Un profondo grazie a Camillo Ferrari, risorsa preziosissima.
Grazie per tutte le pratiche che segui con pazienza, puntualità e attenzione! Grazie per
tutti i contatti con il pubblico che tieni ogni giorno, per i rapporti di familiarità che crei!
Grazie per i sorrisi che riesci sempre a strapparci!
Ringrazio tutti, Sergio, Nicola, Ada, per l’importante lavoro svolto.
Ringrazio la Segreteria Nazionale e il nostro Segretario Regionale Sergio Modanesi.
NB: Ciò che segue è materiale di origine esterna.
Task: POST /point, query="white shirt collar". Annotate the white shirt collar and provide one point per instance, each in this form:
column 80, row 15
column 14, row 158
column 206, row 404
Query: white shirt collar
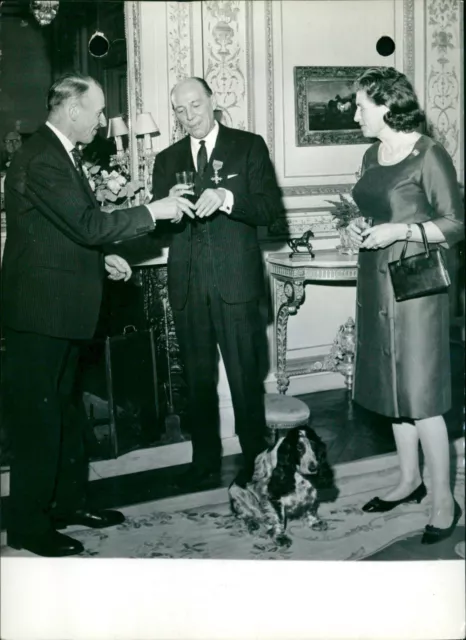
column 210, row 140
column 66, row 142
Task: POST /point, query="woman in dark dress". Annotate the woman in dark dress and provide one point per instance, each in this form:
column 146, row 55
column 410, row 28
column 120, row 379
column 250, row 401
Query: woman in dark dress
column 402, row 366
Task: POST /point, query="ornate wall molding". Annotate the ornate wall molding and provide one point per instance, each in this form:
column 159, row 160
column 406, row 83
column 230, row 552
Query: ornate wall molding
column 179, row 52
column 270, row 88
column 443, row 73
column 225, row 57
column 250, row 67
column 408, row 39
column 317, row 190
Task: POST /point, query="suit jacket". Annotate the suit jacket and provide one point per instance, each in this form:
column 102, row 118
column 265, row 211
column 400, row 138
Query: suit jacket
column 248, row 173
column 53, row 264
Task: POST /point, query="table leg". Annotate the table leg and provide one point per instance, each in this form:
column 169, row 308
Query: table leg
column 347, row 345
column 289, row 296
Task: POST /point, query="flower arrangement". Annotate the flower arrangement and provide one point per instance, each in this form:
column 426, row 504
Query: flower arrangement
column 344, row 211
column 111, row 188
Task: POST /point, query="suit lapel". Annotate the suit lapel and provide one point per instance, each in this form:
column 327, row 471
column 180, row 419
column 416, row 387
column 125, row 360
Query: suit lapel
column 224, row 146
column 52, row 139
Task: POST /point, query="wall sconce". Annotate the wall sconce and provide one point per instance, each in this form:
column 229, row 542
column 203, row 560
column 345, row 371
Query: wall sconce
column 98, row 45
column 145, row 126
column 117, row 129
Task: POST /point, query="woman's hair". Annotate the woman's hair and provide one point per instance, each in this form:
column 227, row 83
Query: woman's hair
column 389, row 87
Un ringraziamento speciale a Tiziana, per la sua presenza al nostro Congresso, per la
sua costante disponibilità, per il suo sostegno e i suoi buoni consigli.
Il più profondo ringraziamento è per le delegate e i delegati a questo Congresso, per
tutti voi che rappresentate l’anima di questa organizzazione, che ne siete la risorsa più
preziosa!
Senza di voi, RSU, attivisti, iscritti, non saremmo qui oggi!
Grazie a Giorgio, Germana, Enrico, Giuseppe, Tommaso, Matteo, Raffaele,
Eleonor………….- vorrei avere il tempo di citare tutti - grazie a voi che credete in questa
organizzazione!
A tutti un sincero ringraziamento per essere qui oggi e un augurio di buon lavoro!